Back pain is widespread and the leading cause of years lived with disability (YLD). We present the most recent global, regional, and national data from the Global Burden of Diseases, Injuries, and Risk Factors Study 2021 on the prevalence and YLDs for low back pain. Population-based studies from 1980 to 2019 identified in a systematic review, international surveys, US medical claims data, and dataset contributions from collaborators were utilized to estimate the prevalence and YLDs for low back pain in 204 countries and territories from 1990 to 2020. Low back pain was defined as pain between the 12th vertebra and the gluteal folds that lasted for at least one day; input data using alternative definitions were adjusted using network meta-regression. To estimate prevalence and YLDs by age, sex, year, and location, nested Bayesian meta-regression models were used. By conducting a regression on prevalence rates using the Socio-Demographic Index as a predictor and multiplying them by projected population estimates, the prevalence was projected to 2050.
In 2020, low back pain affected 619 million (554–694) people worldwide (95% CI: 554–694), with a projected 843 million (759–933) prevalent cases by 2050. In 2020, the worldwide age-standardized incidence of YLDs was 832 per 100,000 people (578–1010). The age-standardized rates of prevalence and YLDs decreased by 104% (109–100) and 105% (111–100) between 1990 and 2020, respectively. About 38% (28.7%–47.0%) of YLDs were attributable to occupational factors, smoking, and obesity.

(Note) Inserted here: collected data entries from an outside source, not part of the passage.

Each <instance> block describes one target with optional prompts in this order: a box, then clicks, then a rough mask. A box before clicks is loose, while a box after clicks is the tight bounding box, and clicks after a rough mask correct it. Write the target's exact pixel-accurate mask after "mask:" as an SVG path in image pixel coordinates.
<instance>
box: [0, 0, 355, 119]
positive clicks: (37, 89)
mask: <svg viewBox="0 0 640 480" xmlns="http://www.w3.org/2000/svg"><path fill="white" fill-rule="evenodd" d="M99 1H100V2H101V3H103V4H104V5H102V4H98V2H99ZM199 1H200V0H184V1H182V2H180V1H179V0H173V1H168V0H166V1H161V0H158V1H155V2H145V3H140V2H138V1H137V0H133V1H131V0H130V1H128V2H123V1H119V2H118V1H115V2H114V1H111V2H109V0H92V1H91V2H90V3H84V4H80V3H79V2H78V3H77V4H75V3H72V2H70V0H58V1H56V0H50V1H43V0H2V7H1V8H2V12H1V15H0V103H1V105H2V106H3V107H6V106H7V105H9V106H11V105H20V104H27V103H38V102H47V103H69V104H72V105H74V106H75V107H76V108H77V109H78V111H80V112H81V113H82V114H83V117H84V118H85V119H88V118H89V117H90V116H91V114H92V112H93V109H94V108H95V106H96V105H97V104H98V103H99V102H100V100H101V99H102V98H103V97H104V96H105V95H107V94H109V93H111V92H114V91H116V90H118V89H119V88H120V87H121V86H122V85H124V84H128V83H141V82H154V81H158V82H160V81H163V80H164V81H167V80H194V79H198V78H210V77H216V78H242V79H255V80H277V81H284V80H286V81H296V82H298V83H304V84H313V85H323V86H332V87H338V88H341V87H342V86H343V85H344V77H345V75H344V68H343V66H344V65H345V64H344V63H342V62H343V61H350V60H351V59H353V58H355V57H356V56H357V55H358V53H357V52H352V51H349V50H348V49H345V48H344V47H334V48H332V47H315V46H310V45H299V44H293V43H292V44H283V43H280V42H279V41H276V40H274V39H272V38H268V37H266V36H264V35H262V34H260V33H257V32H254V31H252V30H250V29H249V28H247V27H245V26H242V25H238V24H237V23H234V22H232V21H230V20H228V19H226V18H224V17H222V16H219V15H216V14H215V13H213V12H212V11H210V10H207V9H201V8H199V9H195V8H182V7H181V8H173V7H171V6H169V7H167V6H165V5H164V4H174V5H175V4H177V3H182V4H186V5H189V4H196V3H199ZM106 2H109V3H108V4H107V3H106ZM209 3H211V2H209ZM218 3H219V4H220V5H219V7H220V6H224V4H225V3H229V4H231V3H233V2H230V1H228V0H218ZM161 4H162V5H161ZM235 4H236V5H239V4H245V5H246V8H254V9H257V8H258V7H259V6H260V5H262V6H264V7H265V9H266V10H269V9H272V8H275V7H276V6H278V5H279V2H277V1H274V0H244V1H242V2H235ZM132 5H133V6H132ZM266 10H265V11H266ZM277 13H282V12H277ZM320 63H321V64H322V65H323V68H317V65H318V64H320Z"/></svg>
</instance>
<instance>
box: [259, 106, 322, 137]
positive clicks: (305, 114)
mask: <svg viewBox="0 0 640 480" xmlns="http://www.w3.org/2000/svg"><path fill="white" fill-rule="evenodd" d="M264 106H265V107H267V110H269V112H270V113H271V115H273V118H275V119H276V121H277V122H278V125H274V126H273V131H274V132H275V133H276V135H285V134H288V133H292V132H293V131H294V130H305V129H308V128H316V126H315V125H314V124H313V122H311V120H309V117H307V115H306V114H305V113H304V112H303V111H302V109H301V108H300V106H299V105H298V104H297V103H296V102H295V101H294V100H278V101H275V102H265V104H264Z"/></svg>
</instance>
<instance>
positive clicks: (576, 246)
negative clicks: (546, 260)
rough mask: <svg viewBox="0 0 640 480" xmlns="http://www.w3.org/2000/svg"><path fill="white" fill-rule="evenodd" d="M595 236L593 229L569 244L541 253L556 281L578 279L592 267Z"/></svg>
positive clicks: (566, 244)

In 2020, there were more than 500 million prevalent cases of low back pain worldwide. Low back pain continues to be the primary cause of YLDs globally. While age-adjusted rates have decreased marginally over the past three decades, it is anticipated that more than 800 million people worldwide will suffer from low back pain by 2050. Obtaining primary country-level data on low back pain remains challenging, and there is an urgent need for more high-quality, preliminary country-level data on prevalence and severity distributions to enhance accuracy and monitor change.